Professors Margaret Taylor and Helen Parsonage discuss President Trump’s immigration ban

Professor Margaret Taylor and Adjunct Professor Helen Parsonage, an immigration attorney in Winston-Salem, participated in the panel discussion, “The New Administration’s Refugee and Immigration Policy: What Does it Mean?,” on Friday, Feb. 3, in Wake Forest University’s Pugh Auditorium.

The discussion outlined the legal framework and local impact of President Trump’s executive order, “Protecting the Nation from Foreign Terrorist Entry into the United States,” while addressing safety concerns and outlining the way refugee and immigration integrations work in the United States.

Professor Taylor began the conversation by explaining the legal implications of the ban to the packed auditorium, which was filled with an audience of more than 300 students, faculty and community members.

Professor Taylor explained that no previous president had ever issued an exclusion order like this one, which was, in simplest terms, a blanket exclusion order, and revoking visas on a “case-by-case” basis suggested a preference for Christian refugees. “This language in the executive order coupled with (the attitude of the administration) can be read as an invitation to (U.S. Customs and Border Protection) CBP officers to ‘go rogue,’” Professor Taylor says.

Professor Parsonage explained before federal judges ruled on the ban and issued restraining orders, the executive orders blocked the return of both green card holders and permanent legal citizens visiting the seven countries listed.

“I have a number of clients in the United States who are Iraqi, Yemeni, who are separated from family members,” she said.

Professor Parsonage also emphasized that the ban, which resulted in a Center for Immigration Studies (CIS) hold on all pending applications for work permits, visas and naturalization applications for individuals from the seven countries listed in the order, has adversely impacted many of her clients who have followed all correct legal procedures in the immigration process and who are already in the United States with temporary work visas.

“If this ban stays in effect for any length of time, and their work permits expire, they lose their jobs, their license to drive expires,” she said. “They have children to feed. This is not just an inconvenience to a hundred people.”

On Feb. 3, U.S. District Judge James L. Robart issued a temporary restraining order which suspended enforcement of Donald Trump’s exclusion order; however, nearly 100,000 foreigners from Iran, Iraq, Syria, Sudan, Somalia, Libya and Yemen who their visas revoked, as reported by The Washington Post, will still be unable to freely travel, according to Sociology Professor Hana Brown.

Panelists noted that prior to this action, a lack of direction from the White House in regards to implementation led to chaos and confusion for both those attempting to enter the United States and Customs and Border Patrol agents alike. Demonstrations took place outside the White House and in airports across the country, and Professor Parsonage said that she was just one of multitudes of lawyers who sat on terminal floors for hours to aid those who had been detained.

She also explained that the feeling of vast uncertainty about the future still remains for many of her clients following the temporary suspension of the exclusion order. “This last week puts me in a position that as an attorney I am very uncomfortable with, (because) immigration attorneys are saying, ‘We have no idea,’” she said.

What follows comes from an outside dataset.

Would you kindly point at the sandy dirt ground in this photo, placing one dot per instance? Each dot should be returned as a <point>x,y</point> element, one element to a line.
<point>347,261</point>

The other panelists, Politics Professor Hank Kennedy and Brown, argued that the countries targeted in the exclusion order are not a threat to U.S. interests and that the White House’s policies could damage American international relations.

“(American) ideology includes claims to being diverse and welcoming to immigrants,” Professor Kennedy said. “The world sees the United States withdrawing from its core values. What made the United States exceptional is now tarnished.”

There was a consensus of the panelists that the orders lacked strategy and had devastating effects. The ban also reduced by more than half the number of refugees who would be resettled in this fiscal year, and Professor Brown explained the effect on immigrants who have already been resettled: “When our immigration policies reflect the best values of our nation, when they welcome [immigrants] with open arms, [immigrants] are more likely to incorporate into American society and are more likely to become citizens.”

“The New Administration’s Refugee and Immigration Policy: What Does it Mean?” panel discussion was sponsored by the Wake Forest University programs in Middle East and South Asia Studies and American Ethnic Studies.